Catalogne : mandat d’arrêt contre Carles Puigdemont

JUSTICE. Un mandat d’arrêt européen a été requis ce jeudi après-midi par le parquet de Madrid contre Carles Puigdemont, qui dénonce depuis Bruxelles, « un procès politique ». Un juge madrilène a suivi ces réquisitions : le chef du Parlement de catalogne -dissous- est désormais sous le coup d’un mandat d’arrêt européen.
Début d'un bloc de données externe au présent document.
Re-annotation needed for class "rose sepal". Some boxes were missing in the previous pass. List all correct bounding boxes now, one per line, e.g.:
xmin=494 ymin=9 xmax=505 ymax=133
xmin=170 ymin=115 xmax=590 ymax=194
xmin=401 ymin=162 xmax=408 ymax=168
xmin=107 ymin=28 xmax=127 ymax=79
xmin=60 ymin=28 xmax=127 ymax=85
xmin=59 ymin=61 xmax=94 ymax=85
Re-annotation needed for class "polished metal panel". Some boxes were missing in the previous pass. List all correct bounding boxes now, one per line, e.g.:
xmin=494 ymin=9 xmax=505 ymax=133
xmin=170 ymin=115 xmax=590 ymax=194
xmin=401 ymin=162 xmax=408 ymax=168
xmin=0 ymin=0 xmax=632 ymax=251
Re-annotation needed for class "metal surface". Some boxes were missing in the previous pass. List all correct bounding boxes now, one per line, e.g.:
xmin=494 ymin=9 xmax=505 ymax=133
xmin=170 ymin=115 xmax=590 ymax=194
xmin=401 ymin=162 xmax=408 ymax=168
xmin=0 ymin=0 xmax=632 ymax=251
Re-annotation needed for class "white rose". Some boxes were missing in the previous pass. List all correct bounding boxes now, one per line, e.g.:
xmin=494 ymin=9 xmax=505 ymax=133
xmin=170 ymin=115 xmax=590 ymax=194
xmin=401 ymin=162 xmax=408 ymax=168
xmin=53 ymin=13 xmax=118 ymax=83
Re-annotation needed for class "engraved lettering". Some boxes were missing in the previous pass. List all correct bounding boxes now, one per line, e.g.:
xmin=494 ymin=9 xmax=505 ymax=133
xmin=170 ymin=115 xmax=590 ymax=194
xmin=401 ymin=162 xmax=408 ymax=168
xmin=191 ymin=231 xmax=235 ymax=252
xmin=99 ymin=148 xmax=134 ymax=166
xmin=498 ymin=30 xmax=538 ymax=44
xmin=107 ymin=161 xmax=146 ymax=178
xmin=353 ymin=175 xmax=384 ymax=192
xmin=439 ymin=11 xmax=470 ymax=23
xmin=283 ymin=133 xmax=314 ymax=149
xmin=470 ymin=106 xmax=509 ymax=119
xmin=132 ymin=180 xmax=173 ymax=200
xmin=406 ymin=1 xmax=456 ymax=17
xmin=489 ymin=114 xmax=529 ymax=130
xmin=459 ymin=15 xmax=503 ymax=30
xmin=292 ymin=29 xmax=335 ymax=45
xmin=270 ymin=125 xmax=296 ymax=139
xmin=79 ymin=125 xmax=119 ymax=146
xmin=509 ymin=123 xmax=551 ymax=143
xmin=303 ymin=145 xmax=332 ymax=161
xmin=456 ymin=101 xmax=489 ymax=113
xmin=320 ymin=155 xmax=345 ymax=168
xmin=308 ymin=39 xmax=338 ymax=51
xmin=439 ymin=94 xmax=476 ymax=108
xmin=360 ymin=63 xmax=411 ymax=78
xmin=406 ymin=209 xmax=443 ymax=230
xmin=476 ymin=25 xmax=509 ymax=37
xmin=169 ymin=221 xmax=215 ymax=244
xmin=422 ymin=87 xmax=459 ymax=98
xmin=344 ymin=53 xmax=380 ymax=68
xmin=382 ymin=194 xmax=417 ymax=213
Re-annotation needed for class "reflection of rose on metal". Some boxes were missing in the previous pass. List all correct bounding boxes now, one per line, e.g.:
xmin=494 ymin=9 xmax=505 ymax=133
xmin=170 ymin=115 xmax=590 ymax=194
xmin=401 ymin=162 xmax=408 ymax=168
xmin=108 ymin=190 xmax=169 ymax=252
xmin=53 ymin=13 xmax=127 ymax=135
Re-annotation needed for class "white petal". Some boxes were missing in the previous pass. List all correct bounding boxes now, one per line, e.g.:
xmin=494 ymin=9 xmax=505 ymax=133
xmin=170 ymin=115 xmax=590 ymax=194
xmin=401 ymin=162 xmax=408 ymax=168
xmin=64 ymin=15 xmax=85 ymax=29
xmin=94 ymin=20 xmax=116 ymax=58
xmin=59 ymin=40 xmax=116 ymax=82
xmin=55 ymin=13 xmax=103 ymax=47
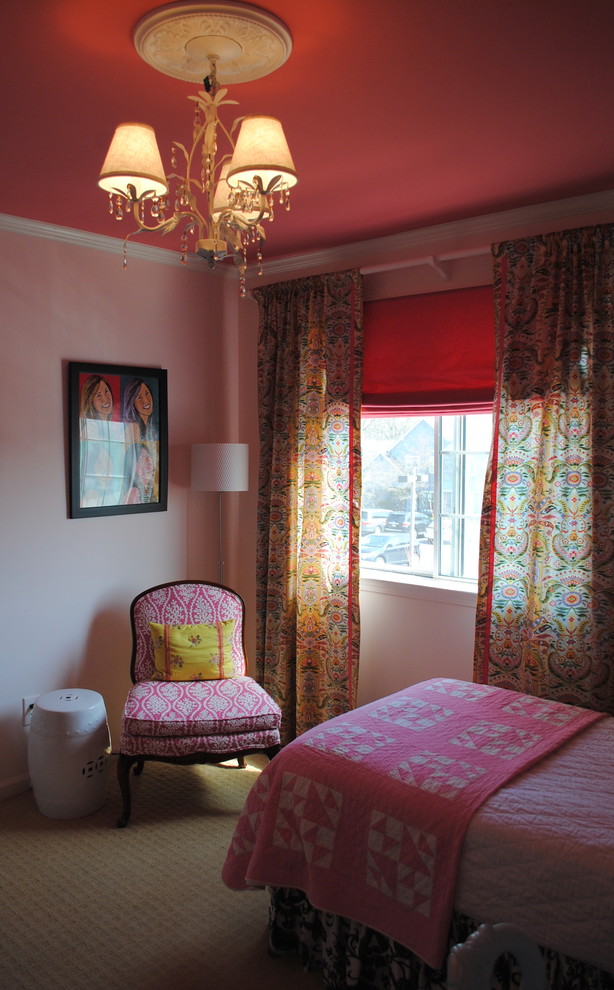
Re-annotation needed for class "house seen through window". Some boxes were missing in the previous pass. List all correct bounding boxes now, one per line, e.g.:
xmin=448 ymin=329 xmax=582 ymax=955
xmin=360 ymin=413 xmax=492 ymax=581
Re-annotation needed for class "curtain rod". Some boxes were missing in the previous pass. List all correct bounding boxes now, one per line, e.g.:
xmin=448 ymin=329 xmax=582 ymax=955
xmin=360 ymin=246 xmax=490 ymax=282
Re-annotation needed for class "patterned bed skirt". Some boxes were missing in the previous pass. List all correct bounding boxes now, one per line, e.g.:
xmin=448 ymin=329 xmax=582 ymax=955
xmin=269 ymin=887 xmax=614 ymax=990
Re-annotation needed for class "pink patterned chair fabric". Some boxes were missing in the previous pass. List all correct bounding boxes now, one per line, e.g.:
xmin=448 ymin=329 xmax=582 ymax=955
xmin=117 ymin=581 xmax=281 ymax=828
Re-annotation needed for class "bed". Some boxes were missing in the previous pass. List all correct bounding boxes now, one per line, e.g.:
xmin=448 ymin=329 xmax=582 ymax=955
xmin=222 ymin=678 xmax=614 ymax=990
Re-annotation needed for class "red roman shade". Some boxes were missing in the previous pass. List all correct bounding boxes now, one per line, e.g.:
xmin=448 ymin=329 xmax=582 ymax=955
xmin=362 ymin=285 xmax=495 ymax=416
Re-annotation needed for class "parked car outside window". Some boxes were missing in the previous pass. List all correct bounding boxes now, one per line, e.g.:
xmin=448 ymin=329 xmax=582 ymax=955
xmin=360 ymin=533 xmax=412 ymax=564
xmin=385 ymin=512 xmax=432 ymax=537
xmin=360 ymin=509 xmax=389 ymax=535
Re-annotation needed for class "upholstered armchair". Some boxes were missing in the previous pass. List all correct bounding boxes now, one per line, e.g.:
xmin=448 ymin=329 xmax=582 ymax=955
xmin=117 ymin=581 xmax=281 ymax=828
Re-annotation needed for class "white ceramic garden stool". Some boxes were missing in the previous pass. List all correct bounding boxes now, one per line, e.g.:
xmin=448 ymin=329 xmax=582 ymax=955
xmin=28 ymin=688 xmax=111 ymax=818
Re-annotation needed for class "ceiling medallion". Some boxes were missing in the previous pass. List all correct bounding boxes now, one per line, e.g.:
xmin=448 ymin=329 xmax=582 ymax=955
xmin=98 ymin=0 xmax=298 ymax=295
xmin=133 ymin=2 xmax=292 ymax=85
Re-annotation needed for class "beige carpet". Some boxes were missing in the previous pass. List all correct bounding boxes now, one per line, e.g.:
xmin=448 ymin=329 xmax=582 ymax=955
xmin=0 ymin=757 xmax=322 ymax=990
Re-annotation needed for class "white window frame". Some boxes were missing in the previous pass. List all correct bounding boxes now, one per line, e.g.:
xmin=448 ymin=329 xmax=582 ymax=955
xmin=360 ymin=413 xmax=496 ymax=588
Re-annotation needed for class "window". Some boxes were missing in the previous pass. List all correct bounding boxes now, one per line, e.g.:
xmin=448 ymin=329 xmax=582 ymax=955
xmin=360 ymin=413 xmax=492 ymax=581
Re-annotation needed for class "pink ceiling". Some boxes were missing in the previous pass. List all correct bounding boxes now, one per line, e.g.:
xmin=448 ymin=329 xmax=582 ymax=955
xmin=0 ymin=0 xmax=614 ymax=258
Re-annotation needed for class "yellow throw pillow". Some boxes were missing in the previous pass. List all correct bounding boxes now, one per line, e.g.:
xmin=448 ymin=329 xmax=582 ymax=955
xmin=149 ymin=619 xmax=235 ymax=681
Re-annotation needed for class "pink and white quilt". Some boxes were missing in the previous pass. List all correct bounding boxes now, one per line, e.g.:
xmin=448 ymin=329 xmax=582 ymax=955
xmin=222 ymin=678 xmax=601 ymax=966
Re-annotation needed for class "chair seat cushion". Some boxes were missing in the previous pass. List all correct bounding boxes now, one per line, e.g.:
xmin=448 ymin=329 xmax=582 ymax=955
xmin=122 ymin=676 xmax=281 ymax=737
xmin=119 ymin=729 xmax=281 ymax=763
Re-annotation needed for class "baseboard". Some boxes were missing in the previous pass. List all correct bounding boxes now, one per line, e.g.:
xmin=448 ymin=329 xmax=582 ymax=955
xmin=0 ymin=773 xmax=31 ymax=801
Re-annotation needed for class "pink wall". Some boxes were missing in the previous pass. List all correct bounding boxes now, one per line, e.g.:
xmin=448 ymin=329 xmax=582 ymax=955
xmin=0 ymin=231 xmax=250 ymax=794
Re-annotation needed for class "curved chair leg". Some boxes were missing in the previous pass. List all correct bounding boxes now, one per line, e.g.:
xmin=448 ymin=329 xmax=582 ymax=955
xmin=117 ymin=753 xmax=135 ymax=828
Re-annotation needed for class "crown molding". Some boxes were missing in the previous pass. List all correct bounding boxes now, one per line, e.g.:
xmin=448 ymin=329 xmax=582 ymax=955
xmin=247 ymin=190 xmax=614 ymax=288
xmin=0 ymin=213 xmax=233 ymax=278
xmin=0 ymin=190 xmax=614 ymax=288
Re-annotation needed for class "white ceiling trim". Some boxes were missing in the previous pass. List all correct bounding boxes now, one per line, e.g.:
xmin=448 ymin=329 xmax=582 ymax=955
xmin=0 ymin=190 xmax=614 ymax=288
xmin=248 ymin=190 xmax=614 ymax=287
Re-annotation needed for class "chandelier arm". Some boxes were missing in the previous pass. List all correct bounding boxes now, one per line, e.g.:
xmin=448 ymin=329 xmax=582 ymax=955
xmin=132 ymin=202 xmax=208 ymax=236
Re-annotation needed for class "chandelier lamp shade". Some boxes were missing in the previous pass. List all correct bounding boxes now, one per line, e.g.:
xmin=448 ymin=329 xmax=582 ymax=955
xmin=98 ymin=0 xmax=298 ymax=295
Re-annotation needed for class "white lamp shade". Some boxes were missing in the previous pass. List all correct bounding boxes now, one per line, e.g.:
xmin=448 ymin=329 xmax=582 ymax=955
xmin=98 ymin=124 xmax=168 ymax=199
xmin=192 ymin=443 xmax=249 ymax=492
xmin=228 ymin=116 xmax=298 ymax=192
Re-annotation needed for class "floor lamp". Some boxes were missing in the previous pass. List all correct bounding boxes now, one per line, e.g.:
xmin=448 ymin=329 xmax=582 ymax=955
xmin=192 ymin=443 xmax=249 ymax=584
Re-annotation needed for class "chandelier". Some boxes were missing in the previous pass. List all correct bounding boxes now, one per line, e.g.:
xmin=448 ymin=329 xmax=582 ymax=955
xmin=98 ymin=2 xmax=298 ymax=295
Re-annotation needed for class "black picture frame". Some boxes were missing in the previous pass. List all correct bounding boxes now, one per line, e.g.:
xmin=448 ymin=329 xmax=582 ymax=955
xmin=68 ymin=361 xmax=168 ymax=519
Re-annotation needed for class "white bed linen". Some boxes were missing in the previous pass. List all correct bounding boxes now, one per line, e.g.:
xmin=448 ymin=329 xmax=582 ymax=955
xmin=455 ymin=717 xmax=614 ymax=973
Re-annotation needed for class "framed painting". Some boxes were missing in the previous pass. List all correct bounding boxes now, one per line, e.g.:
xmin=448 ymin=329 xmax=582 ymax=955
xmin=68 ymin=362 xmax=168 ymax=519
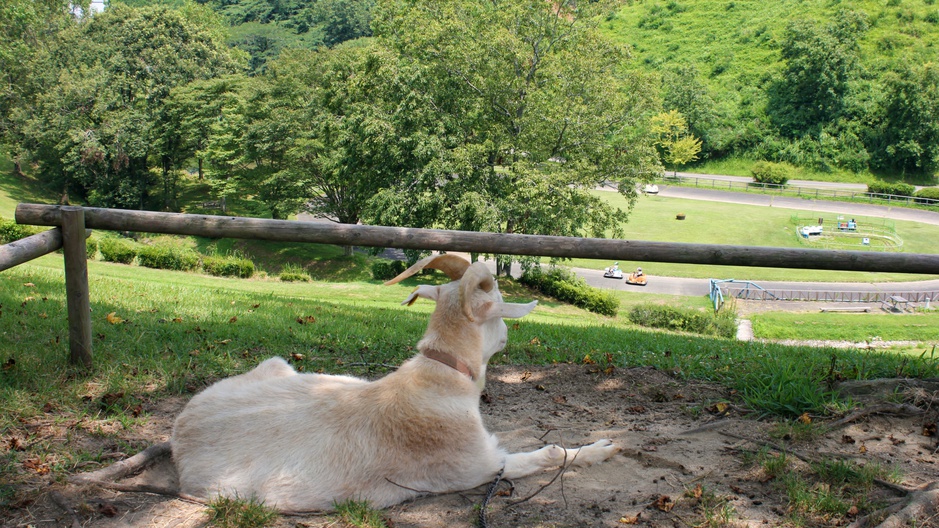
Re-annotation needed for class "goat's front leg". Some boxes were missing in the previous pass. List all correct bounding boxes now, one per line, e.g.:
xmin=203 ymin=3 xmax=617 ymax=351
xmin=502 ymin=440 xmax=619 ymax=479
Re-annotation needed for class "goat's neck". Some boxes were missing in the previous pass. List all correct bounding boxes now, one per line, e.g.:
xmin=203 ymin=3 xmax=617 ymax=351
xmin=417 ymin=332 xmax=486 ymax=391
C’est la suite logique de l’offensive judiciaire lancée par le gouvernement espagnol dans le bras de fer avec les dirigeants du Parlement catalan à Barcelone : déjà ce jeudi matin, le parquet espagnol a requis la prison pour huit des quatorze membres du gouvernement catalan destitué. Ces derniers font l’objet d’une enquête pour « rébellion ».

Le président Oriol Junqueras et sept autres des huit « ministres » se sont présentés devant un juge d’instruction à Madrid. À 17h ce jeudi, ils ont tous été incarcérés.

Carles Puigdemont, en Belgique depuis lundi, et quatre autres ministres destitués ont refusé de comparaître. La présidente du Parlement catalan, deux députés et trois membres du bureau du Parlement ont eux obtenu un report de leur audition jusqu’au jeudi 9 novembre à 9h30 pour pouvoir préparer leur défense.

Détournement de fonds publics

Le procureur général demande que tous soient inculpés pour « détournement de fonds publics », « sédition » et « rébellion », les deux derniers étant passibles de peines maximales de quinze et trente ans de prison.

Il les accuse d’avoir encouragé « un mouvement d’insurrection active » au sein de la population catalane pour parvenir à la sécession, en ignorant toutes les décisions de justice, y compris l’interdiction d’organiser un référendum d’autodétermination, le 1er octobre.